NEWTOWN, Conn. -- In response to a lawsuit filed Tuesday challenging the Environmental Protection Agency's denial of a petition to ban traditional ammunition containing lead core components, the National Shooting Sports Foundation will file a motion to intervene.
This action allows NSSF to protect industry's interests in the case and ensure that the will of Congress is adhered to.
The suit was brought by the Center for Biological Diversity, which earlier this year had petitioned EPA to ban traditional ammunition as well as fishing tackle containing lead.
CBD claims wild birds are being harmed through the ingestion of spent ammunition fragments, though NSSF contends that no scientific evidence shows that wildlife populations are being affected.
In August after considering the CBD's petition, EPA denied the request, saying it did not have the legal authority to regulate the production and distribution of traditional ammunition under the Toxic Substance Control Act of 1976.
Congress expressly exempted ammunition from being regulated by this law. Some weeks after the agency's decision on traditional ammunition, EPA also denied the other half of CBD's request to ban fishing tackle. This 1-2 punch no doubt prompted CBD to file its lawsuit.
"We knew that this fight was far from over even after we gained that early victory," said Lawrence G. Keane, NSSF senior vice president and general counsel. "The CBD petition and now this lawsuit are clearly attacks on the right of hunters to choose the ammunition that best suits their hunting and target shooting needs, and they are attacks on hunting as well."
Launching a strong grassroots campaign in response to the CBD petition, NSSF mobilized the sporting and gun-owning community to make its support for traditional ammunition clear to the EPA and its administrator, Lisa P. Jackson, via e-mailed comments and by contacting their lawmakers.
NSSF continues to stress the following in the debate over traditional ammunition:
• There is no scientific evidence that the use of traditional ammunition is having an adverse impact on wildlife populations.

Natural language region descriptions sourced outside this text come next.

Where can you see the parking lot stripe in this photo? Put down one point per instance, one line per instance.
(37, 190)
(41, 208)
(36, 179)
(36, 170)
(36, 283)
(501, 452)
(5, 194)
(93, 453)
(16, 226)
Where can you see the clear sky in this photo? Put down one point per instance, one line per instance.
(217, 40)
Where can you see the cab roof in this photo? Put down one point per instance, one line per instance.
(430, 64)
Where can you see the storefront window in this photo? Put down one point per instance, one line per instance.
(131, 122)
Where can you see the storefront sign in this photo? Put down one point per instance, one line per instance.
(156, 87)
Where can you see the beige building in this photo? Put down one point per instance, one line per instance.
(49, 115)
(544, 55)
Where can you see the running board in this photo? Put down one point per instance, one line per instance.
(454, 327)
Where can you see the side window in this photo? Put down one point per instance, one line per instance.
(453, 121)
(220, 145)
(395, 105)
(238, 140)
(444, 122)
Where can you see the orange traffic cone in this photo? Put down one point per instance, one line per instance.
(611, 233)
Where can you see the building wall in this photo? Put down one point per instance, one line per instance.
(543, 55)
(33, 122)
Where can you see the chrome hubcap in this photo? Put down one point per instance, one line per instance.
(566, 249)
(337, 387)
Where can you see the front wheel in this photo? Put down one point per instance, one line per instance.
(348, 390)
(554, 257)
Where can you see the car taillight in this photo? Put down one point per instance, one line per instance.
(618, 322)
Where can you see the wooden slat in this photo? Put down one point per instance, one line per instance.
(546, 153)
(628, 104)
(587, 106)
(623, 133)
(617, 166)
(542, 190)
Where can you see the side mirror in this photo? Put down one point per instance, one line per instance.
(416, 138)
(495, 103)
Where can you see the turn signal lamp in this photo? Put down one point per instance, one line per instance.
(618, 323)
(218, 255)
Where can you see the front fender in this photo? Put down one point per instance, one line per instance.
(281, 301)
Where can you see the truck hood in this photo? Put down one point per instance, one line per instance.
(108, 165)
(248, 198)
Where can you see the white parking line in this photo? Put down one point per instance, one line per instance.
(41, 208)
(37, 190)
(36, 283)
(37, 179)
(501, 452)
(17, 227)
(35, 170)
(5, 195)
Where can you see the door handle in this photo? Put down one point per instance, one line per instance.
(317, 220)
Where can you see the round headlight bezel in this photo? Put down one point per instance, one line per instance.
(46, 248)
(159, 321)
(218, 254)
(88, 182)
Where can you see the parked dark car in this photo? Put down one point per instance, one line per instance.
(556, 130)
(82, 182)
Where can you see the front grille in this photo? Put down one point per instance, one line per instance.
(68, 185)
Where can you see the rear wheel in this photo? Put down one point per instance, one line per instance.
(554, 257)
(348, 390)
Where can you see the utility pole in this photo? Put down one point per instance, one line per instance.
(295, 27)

• Wildlife management is the proper jurisdiction of the U.S. Fish and Wildlife Service and the 50 state wildlife agencies.
• A 2008 study by the U.S. Centers for Disease Control and Prevention on blood lead levels of North Dakota hunters confirmed that consuming game harvested with traditional ammunition does not pose a human health risk.
• A ban on traditional ammunition would have a negative impact on wildlife conservation. The federal excise tax that manufacturers pay on the sale of the ammunition (11 percent) is a primary source of wildlife conservation funding. The bald eagle's recovery, considered to be a great conservation success story, was made possible and funded by hunters using traditional ammunition -- the very ammunition organizations like the CBD are now demonizing.
• Recent statistics from the United States Fish and Wildlife Service show that from 1981 to 2006 the number of breeding pairs of bald eagles in the United States increased 724 percent. And much like the bald eagle, raptor populations throughout the United States are soaring.